Will you be traveling to any of these areas soon? Where will you hit the ground first in this effort?
I will be spending time in South Africa, China and Japan this year, with a clear goal of developing membership in these new regions.
What are you hearing from members?
Members want us to provide all of the things that are in our strategic plan. We conducted an extensive review as part of the process of succession planning, and we spoke to members, planners and other stakeholders in order to formulate the future structure and strategy for IACC.
Our members seek more support in promoting the IACC meetings concept in the marketplace and to raising the profile of conference centers in the marketplace. This includes industry representation and education that will lead to greater recognition and understanding that the service meeting planners receive from an IACC facility is the very best available. We are researching currently and plan to create benchmarking reports on a global basis, and these will highlight to planners how IACC members provide the best value.
What are you hearing from meeting planners?
That delivering exceptional outcomes from meetings is more important than ever. Meeting planners and senior global procurement leaders tell us that the flexible CMP is what they want. Planners want us to be flexible, but at the same time maintain our standards.
In which area of the complete meeting package are planners asking for the most flexibility?

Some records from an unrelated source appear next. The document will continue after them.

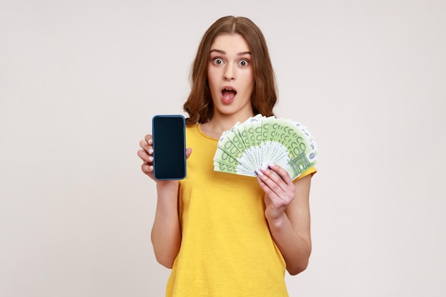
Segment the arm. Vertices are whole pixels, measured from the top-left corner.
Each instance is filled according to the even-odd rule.
[[[141,140],[138,155],[142,160],[141,170],[157,183],[157,209],[152,228],[152,244],[157,261],[172,268],[181,244],[181,230],[178,217],[178,186],[177,180],[156,180],[153,177],[153,149],[152,135]],[[187,157],[192,152],[187,149]]]
[[[265,217],[286,270],[296,275],[308,266],[311,253],[309,192],[311,176],[294,183],[283,168],[261,170],[259,182],[265,191]]]

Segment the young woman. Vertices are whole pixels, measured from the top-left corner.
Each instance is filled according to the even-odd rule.
[[[311,251],[309,192],[316,169],[292,181],[278,165],[258,177],[214,171],[222,133],[273,115],[274,75],[263,34],[249,19],[226,16],[204,33],[184,105],[189,114],[187,176],[156,180],[152,230],[157,260],[172,268],[167,296],[288,296],[285,270],[304,271]],[[153,179],[151,135],[140,143]],[[193,152],[192,152],[193,149]]]

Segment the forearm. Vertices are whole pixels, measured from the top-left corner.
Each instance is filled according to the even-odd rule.
[[[152,244],[157,261],[172,268],[181,244],[178,217],[178,184],[157,184],[157,202],[152,229]]]
[[[304,271],[311,253],[311,239],[293,227],[285,212],[268,223],[271,236],[286,263],[286,270],[291,275]]]

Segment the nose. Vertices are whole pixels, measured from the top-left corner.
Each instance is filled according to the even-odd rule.
[[[235,80],[235,67],[232,63],[229,63],[227,64],[226,69],[224,70],[224,80]]]

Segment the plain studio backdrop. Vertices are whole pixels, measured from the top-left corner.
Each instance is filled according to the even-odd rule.
[[[0,296],[162,296],[139,141],[182,113],[204,31],[251,19],[276,115],[319,147],[291,296],[446,291],[442,1],[1,1]]]

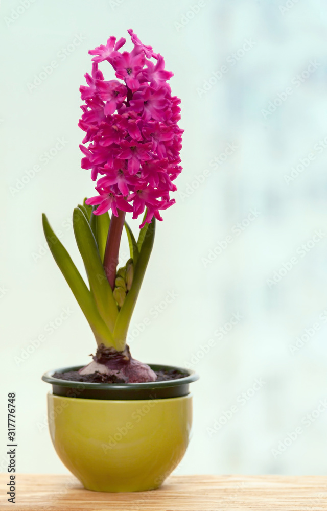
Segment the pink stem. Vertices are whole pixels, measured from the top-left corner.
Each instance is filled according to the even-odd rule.
[[[114,289],[119,247],[126,215],[125,211],[122,211],[121,210],[117,211],[118,216],[116,217],[114,215],[112,215],[110,219],[110,224],[109,227],[103,260],[103,266],[107,278],[112,291]]]

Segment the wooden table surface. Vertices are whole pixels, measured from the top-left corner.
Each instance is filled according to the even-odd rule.
[[[172,476],[158,490],[103,493],[84,490],[73,476],[16,476],[14,506],[0,475],[0,508],[15,511],[326,511],[327,477]]]

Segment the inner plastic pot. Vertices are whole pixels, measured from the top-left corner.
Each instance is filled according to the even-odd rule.
[[[149,364],[154,371],[170,371],[175,369],[181,373],[181,378],[167,381],[149,382],[146,383],[90,383],[60,380],[53,377],[55,373],[78,371],[82,365],[63,367],[45,373],[43,381],[52,385],[52,392],[56,396],[84,399],[107,399],[121,401],[137,399],[166,399],[178,398],[189,393],[189,384],[199,379],[192,370],[171,365]]]

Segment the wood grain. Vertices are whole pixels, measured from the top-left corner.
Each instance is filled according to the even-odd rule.
[[[15,511],[326,511],[327,477],[173,476],[158,490],[102,493],[73,476],[17,475],[16,504],[7,501],[0,475],[0,508]]]

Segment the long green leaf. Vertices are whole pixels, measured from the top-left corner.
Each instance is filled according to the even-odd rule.
[[[93,231],[95,238],[98,244],[98,248],[100,254],[102,262],[104,259],[104,253],[107,244],[108,232],[110,224],[110,218],[109,213],[106,212],[102,215],[95,215],[92,212],[91,215],[90,225]]]
[[[126,229],[126,233],[127,234],[127,238],[128,238],[129,251],[130,252],[131,257],[133,260],[134,266],[135,266],[137,262],[137,258],[138,257],[138,248],[137,248],[137,244],[129,225],[126,221],[124,222],[124,224],[125,228]]]
[[[78,249],[88,277],[99,312],[112,331],[118,314],[116,301],[106,275],[90,224],[78,207],[73,214],[73,225]]]
[[[44,213],[42,221],[51,253],[88,321],[98,344],[103,343],[106,345],[114,345],[111,332],[99,313],[92,293],[87,288],[68,252],[52,229]]]
[[[125,346],[129,323],[153,246],[155,232],[155,219],[153,217],[152,221],[148,224],[146,235],[143,239],[137,263],[134,269],[132,287],[119,313],[115,324],[113,339],[117,350],[122,350]]]

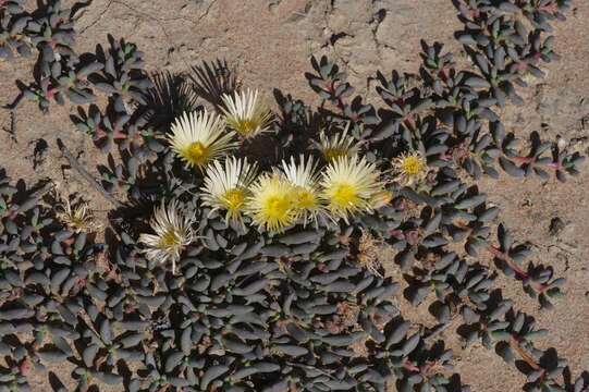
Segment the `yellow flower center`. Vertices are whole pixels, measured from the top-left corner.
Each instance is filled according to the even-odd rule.
[[[393,199],[393,194],[389,191],[381,191],[377,193],[370,200],[373,208],[380,208],[386,206]]]
[[[234,128],[240,135],[247,137],[256,132],[258,122],[253,119],[241,119],[235,122]]]
[[[180,245],[180,236],[174,230],[169,230],[160,238],[161,247],[173,247]]]
[[[240,188],[230,189],[225,193],[223,199],[228,210],[238,211],[245,204],[245,191]]]
[[[265,215],[269,220],[283,221],[289,218],[292,203],[286,196],[270,196],[266,200]]]
[[[295,192],[295,204],[299,209],[312,210],[317,208],[317,197],[311,191],[300,186]]]
[[[356,188],[346,183],[336,184],[333,187],[331,201],[338,207],[348,207],[357,205],[359,200]]]
[[[424,162],[421,161],[421,158],[417,156],[408,156],[403,158],[401,167],[405,174],[418,175],[424,170]]]
[[[183,157],[189,163],[196,166],[203,166],[209,160],[210,151],[207,146],[200,142],[193,142],[183,151]]]

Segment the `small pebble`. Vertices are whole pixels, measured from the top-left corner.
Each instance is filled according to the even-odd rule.
[[[550,221],[550,235],[557,235],[560,232],[563,231],[564,226],[566,224],[563,222],[563,220],[559,217],[552,218]]]

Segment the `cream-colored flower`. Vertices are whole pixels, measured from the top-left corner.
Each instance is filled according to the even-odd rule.
[[[272,112],[259,99],[258,90],[235,91],[232,96],[224,94],[221,98],[221,111],[228,126],[243,138],[250,138],[270,130]]]
[[[341,157],[352,158],[360,151],[360,144],[347,134],[348,131],[349,123],[342,133],[336,133],[331,137],[328,137],[324,132],[319,134],[319,143],[315,142],[315,146],[328,162]]]
[[[212,211],[226,211],[226,221],[243,224],[245,200],[250,196],[249,187],[256,180],[257,164],[245,159],[231,157],[221,163],[214,161],[207,168],[207,176],[201,188],[203,204]]]
[[[323,200],[319,186],[320,174],[312,157],[305,160],[299,157],[298,163],[291,157],[291,161],[282,161],[282,174],[294,185],[295,206],[304,224],[309,220],[317,221],[319,213],[324,212]]]
[[[171,260],[172,273],[175,273],[176,261],[195,237],[193,223],[192,218],[182,213],[176,200],[172,200],[168,206],[162,203],[155,209],[154,217],[149,221],[156,234],[139,236],[139,243],[146,245],[145,256],[151,261],[161,264]]]
[[[428,176],[428,162],[418,151],[405,152],[392,160],[394,181],[402,186],[413,186]]]
[[[100,229],[88,204],[72,203],[69,198],[57,206],[57,218],[74,232],[93,232]]]
[[[295,187],[278,172],[265,173],[251,186],[246,208],[258,226],[270,232],[283,232],[297,219]]]
[[[322,173],[322,197],[334,218],[373,210],[384,184],[375,163],[365,158],[342,157],[331,162]]]
[[[224,120],[207,110],[182,114],[171,131],[168,139],[172,150],[192,168],[203,169],[237,147],[235,134],[226,132]]]

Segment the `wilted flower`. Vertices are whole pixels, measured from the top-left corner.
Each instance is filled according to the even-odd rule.
[[[322,193],[329,211],[346,221],[352,213],[375,209],[375,197],[383,189],[379,170],[365,158],[339,158],[322,175]]]
[[[203,186],[203,204],[212,211],[226,211],[228,221],[243,222],[242,213],[246,198],[251,194],[249,186],[256,180],[257,166],[245,159],[231,157],[221,163],[214,161],[207,169]]]
[[[413,186],[428,176],[428,162],[418,152],[405,152],[392,161],[395,181],[403,186]]]
[[[323,203],[319,186],[320,175],[312,157],[305,161],[305,157],[300,156],[298,163],[291,157],[290,162],[282,161],[281,170],[294,185],[295,206],[304,223],[309,219],[317,220],[317,216],[323,211]]]
[[[262,174],[251,186],[247,211],[253,221],[271,232],[282,232],[296,221],[295,188],[279,173]]]
[[[176,200],[172,200],[168,206],[162,203],[161,207],[155,209],[149,221],[156,234],[139,236],[139,242],[146,245],[145,256],[161,264],[172,260],[172,273],[175,273],[182,250],[194,240],[191,228],[193,223],[192,218],[182,213]]]
[[[243,138],[250,138],[269,131],[272,112],[258,99],[258,90],[235,91],[222,96],[221,108],[226,124]]]
[[[204,168],[237,146],[233,136],[233,132],[225,131],[223,119],[203,110],[176,119],[168,139],[187,167]]]

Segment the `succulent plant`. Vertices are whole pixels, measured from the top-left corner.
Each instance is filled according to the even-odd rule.
[[[441,45],[424,45],[418,75],[378,73],[379,107],[354,96],[338,64],[314,59],[307,78],[321,107],[277,93],[279,117],[235,152],[257,160],[262,175],[280,175],[280,162],[292,162],[279,181],[290,185],[263,188],[268,196],[247,188],[253,181],[219,180],[234,185],[219,195],[236,210],[268,196],[270,219],[287,204],[280,230],[259,224],[248,208],[237,222],[223,204],[203,203],[210,169],[187,170],[165,142],[174,120],[204,110],[198,98],[223,115],[223,96],[242,91],[226,62],[151,82],[135,45],[109,37],[109,49],[77,54],[70,10],[59,1],[35,13],[24,5],[0,0],[0,57],[38,50],[40,72],[24,96],[41,110],[52,99],[78,105],[72,120],[109,154],[99,168],[102,191],[123,189],[127,200],[109,216],[114,238],[107,246],[96,226],[72,228],[51,208],[50,184],[17,189],[0,173],[0,391],[26,391],[33,367],[65,360],[81,391],[101,383],[125,391],[469,391],[439,338],[455,319],[465,345],[480,341],[506,363],[523,362],[526,390],[589,388],[587,373],[573,378],[565,359],[535,346],[547,331],[495,285],[502,272],[550,309],[564,279],[527,261],[529,246],[514,241],[474,185],[502,172],[554,172],[560,181],[579,172],[584,157],[538,134],[520,148],[496,111],[520,103],[517,88],[556,60],[545,36],[568,1],[457,1],[459,40],[477,69],[459,70]],[[88,106],[95,90],[106,108]],[[180,152],[204,154],[188,142],[191,150]],[[354,148],[319,154],[328,142]],[[273,154],[256,155],[257,143]],[[302,155],[317,159],[296,166]],[[341,167],[359,173],[356,183],[340,175],[349,181],[335,184]],[[305,186],[321,196],[304,199]],[[173,206],[167,225],[146,213],[162,200]],[[316,203],[316,219],[291,215],[308,210],[303,201]],[[357,208],[343,213],[335,201]],[[191,217],[182,238],[168,230],[179,217]],[[146,245],[139,238],[149,225],[157,235]],[[429,302],[437,326],[400,314],[401,284],[386,277],[384,248],[404,272],[405,297],[413,306]],[[158,256],[170,249],[174,269]]]

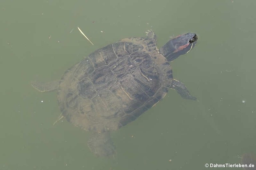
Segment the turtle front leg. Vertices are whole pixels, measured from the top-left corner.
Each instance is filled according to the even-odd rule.
[[[31,85],[39,91],[45,92],[54,90],[57,89],[60,80],[57,80],[49,82],[40,82],[33,81]]]
[[[196,98],[192,96],[189,93],[187,88],[184,84],[176,80],[173,79],[171,88],[175,90],[180,94],[182,98],[185,99],[196,100]]]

The CMP concept of packaging a delegate's charges remains the best value and the best way of planning and budgeting for a business meeting. IACC members have now developed packaging even further to include nonstandard technology, and food and beverage items, to name but two.
How do you survey planners?
We have run a number of customer roundtables. They are invaluable, and we will definitely run them in the future. They are great for hearing what is important firsthand. We have had great success in running customer roundtables both in and around IACC events and also as part of road shows hosted at IACC member properties. Our aim in the coming months is to expand upon this and introduce customer events at the major trade shows.
How is IACC getting the message out to planners about member centers' value proposition?
By promoting the flexible CMP, and by investing in service and meeting environments and the latest technology. We are promoting IACC and our members at trade shows around the world, where the major buyers attend.
Having a presence at industry trade shows is new for IAAC. At which shows will the association be represented?
We will have booths at IMEX in Las Vegas and Frankfurt, Germany, as well as at EIBTM in Barcelona, Spain, and at AIBTM in Chicago, and we will look to exhibit at other smaller shows. We will also be at CIBTM in Beijing and AIME in Melbourne, Australia.